Friedrich-Schiller-Universität Jena - 21.01.2010

Vom Wert und von der Praxis antiker Töpferkunst

Griechische Wissenschaftlerin untersucht Keramik des Jenaer Malers an der Friedrich-Schiller-Universität Jena


Jena (21.01.10) "Zu guter Letzt habe ich noch Scherereien mit der Douane; ich kaufte in einem Hause von Athen für fünf Taler Vasenscherben, weil mehreres darunter war, was gut gezeichnet schien, und weil es mir interessant war, von echt attischen Töpfern etwas zu haben - Gott verzeihe mir die Dummheit! - ...und doch ist die Sache für unser kleines Museum von Wert...". Dies schrieb Carl Wilhelm Göttling, der Begründer der Antikensammlung der Universität Jena, im Mai 1852 in einem Brief. Welchen Wert die Scherben für das "kleine Museum" - und damit für die Jenaer Altertumswissenschaften - haben sollten, offenbart sich in vollem Umfang jedoch erst heute - auch dank der griechischen Gastwissenschaftlerin Dr. Kleopatra Kathariou.

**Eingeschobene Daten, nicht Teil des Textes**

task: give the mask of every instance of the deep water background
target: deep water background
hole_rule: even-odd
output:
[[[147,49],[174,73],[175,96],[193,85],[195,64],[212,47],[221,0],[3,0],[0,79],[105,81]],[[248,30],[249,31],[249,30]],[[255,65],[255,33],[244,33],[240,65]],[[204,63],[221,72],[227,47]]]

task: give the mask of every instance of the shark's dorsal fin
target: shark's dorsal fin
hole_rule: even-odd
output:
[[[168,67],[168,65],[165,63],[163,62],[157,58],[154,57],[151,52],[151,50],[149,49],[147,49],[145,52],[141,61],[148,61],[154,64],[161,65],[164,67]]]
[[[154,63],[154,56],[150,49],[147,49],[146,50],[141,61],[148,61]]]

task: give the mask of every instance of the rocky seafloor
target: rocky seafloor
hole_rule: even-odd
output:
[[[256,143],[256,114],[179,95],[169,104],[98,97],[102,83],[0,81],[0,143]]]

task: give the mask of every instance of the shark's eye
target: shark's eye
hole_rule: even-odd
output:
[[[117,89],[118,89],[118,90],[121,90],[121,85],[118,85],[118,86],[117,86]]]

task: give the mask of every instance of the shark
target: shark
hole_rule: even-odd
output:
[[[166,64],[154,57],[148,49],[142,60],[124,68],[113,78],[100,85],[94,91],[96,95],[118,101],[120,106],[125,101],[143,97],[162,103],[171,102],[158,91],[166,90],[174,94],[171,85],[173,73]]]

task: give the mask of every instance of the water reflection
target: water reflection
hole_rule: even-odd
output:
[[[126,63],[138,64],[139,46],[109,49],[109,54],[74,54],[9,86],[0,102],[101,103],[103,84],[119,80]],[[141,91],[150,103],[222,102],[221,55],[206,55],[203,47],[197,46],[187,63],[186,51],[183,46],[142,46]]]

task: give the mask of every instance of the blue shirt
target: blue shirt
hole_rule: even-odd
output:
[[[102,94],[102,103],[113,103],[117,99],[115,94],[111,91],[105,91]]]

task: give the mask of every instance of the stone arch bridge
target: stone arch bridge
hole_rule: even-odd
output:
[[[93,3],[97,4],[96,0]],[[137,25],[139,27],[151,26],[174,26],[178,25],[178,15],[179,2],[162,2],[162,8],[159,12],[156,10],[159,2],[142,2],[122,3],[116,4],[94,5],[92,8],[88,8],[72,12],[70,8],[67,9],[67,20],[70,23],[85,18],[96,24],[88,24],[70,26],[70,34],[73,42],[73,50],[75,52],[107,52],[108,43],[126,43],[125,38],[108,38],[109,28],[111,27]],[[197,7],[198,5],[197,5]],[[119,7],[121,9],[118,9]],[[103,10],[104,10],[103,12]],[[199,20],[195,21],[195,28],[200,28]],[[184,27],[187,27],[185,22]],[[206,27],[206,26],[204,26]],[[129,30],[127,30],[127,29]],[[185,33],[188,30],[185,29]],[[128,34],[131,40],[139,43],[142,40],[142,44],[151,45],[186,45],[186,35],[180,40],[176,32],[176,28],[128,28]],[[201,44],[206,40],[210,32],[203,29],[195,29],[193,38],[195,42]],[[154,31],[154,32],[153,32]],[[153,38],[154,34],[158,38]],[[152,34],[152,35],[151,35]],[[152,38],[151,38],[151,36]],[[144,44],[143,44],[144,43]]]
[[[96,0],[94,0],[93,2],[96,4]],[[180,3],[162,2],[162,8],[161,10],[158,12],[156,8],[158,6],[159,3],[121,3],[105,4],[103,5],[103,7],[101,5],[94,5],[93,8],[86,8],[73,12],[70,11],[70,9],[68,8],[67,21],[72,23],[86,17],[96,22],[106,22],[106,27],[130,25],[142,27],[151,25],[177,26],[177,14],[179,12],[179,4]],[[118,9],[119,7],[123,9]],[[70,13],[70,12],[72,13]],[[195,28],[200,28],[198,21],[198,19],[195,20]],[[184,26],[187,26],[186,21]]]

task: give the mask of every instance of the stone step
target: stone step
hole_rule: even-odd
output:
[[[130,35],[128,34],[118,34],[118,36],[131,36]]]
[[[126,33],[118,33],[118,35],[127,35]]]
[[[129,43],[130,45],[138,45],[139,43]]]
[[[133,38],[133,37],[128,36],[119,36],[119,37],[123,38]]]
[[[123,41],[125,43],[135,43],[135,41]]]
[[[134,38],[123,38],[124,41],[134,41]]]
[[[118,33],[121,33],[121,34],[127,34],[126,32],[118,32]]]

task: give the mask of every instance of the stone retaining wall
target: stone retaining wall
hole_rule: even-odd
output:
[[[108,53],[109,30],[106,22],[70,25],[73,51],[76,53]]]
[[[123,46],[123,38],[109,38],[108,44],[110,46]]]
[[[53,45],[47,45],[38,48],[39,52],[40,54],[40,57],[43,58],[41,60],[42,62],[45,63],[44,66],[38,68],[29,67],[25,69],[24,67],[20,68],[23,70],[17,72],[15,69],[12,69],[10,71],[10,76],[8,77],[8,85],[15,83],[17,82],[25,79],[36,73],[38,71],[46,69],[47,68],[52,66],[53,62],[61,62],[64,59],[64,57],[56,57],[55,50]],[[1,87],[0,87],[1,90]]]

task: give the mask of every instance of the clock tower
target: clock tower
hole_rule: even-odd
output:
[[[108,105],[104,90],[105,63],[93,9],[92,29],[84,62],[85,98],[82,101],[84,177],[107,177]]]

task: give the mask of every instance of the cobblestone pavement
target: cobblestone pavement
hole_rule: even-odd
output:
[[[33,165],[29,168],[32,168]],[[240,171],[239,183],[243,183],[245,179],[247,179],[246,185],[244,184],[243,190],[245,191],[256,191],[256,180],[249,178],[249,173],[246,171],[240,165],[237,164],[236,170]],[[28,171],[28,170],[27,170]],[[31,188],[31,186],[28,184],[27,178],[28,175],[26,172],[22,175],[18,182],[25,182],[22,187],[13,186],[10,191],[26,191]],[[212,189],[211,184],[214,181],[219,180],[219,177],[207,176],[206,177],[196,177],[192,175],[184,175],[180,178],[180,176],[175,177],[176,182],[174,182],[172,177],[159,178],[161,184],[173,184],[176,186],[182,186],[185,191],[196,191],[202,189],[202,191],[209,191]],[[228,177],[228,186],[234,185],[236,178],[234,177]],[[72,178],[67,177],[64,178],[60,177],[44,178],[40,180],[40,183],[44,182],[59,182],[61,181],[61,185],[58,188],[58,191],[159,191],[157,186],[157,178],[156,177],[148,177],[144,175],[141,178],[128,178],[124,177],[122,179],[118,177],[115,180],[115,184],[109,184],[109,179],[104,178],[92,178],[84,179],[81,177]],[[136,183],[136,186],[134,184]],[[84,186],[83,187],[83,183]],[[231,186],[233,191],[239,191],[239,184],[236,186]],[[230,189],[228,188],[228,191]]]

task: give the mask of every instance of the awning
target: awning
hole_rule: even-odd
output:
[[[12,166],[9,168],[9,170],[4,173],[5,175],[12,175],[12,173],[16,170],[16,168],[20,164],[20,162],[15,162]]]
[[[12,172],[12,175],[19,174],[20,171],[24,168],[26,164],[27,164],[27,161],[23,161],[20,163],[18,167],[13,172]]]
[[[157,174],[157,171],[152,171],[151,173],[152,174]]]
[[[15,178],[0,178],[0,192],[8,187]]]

Die 39-jährige Archäologin schreibt derzeit an ihrer Habilitation über die Werkstatt des Jenaer Malers. Unter diesem Namen ist Göttlings Einkauf international bekannt. "Genauer gesagt handelt es sich beim Jenaer Maler um eine Töpferwerkstatt in Athen. Die meisten bekannten Stücke aus dieser Werkstatt, die wir heute noch kennen, befinden sich in der Jenaer Sammlung - daher der Name", erklärt der Kustos der Jenaer Antikensammlung Dr. Dennis Graen. "Solche Werkstattkomplexe sind sehr selten, bisher kennen die Archäologen weltweit nur drei", ergänzt seine griechische Kollegin. Noch deutlicher wird das Glück der Archäologen, wenn man berücksichtigt, dass es sich bei dem Fund eigentlich um Abfall handelt. Viele Fehlbrände und im Brennofen geplatzte Gefäße, die zum Fundkomplex gehören, lassen keinen anderen Schluss zu.

Im Rahmen ihrer Dissertation besuchte Kathariou vor einigen Jahren zum ersten Mal die Friedrich-Schiller-Universität und besichtigte die Jenaer Stücke. "Dabei erkannte ich das Potenzial, das in der Sammlung steckt, und die Notwendigkeit einer kompletten Aufarbeitung", erklärt Kleopatra Kathariou. In den vergangenen zwei Wochen saß sie deshalb wieder in der Sammlung antiker Kleinkunst, zeichnete, vermaß und untersuchte jedes einzelne Stück. Die dabei entstandenen Skizzen dienen ihr dann in Griechenland als Arbeitsgrundlage.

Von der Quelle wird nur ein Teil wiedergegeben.